I am about to embark on a much-needed vacation this Friday. I travel relatively frequently for work and something that has always been a stressor in the back of my mind was leaving my homelab unattended. With my luck, as soon as I lock my door and get in the car, the server will wait for that exact minute to go down. The way I have managed this problem is by creating a checklist to ensure that, no matter where I am, I can access my network. Stuff goes wrong, that’s the nature of any real work, but I can fix anything so long as I have access. Best of all, this checklist can save you from having to call your wife and tell her to push a button on your computer!
In this post, I give you the checklist I use for unattended server access.

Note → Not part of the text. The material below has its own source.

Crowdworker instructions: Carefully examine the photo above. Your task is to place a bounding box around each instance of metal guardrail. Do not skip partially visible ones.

In future posts, I will create how-to’s for implementing these features.
1) Check VPN Connection:
VPNing into my DMZ is my primary method of access for resources on my network when I am not at home. The advantages of being able to connect to my DMZ via VPN is enormous since it allows me to act just like another client on the network.
Let’s say my VPN server has gone down (in either a controlled or uncontrolled fashion); in that situation, my primary means of unattended access has gone with it- I’d be locked out of my own network. The Army has a phrase for this: “One is none, two is one, three is better.” Since we have currently only discussed one way of accessing the network remotely, applying the military’s logic, I have no way into my network to fix it; therefore, I need a backup. This is where a reverse SSH tunnel comes to the rescue. You can either create one manually or use a 3rd party service.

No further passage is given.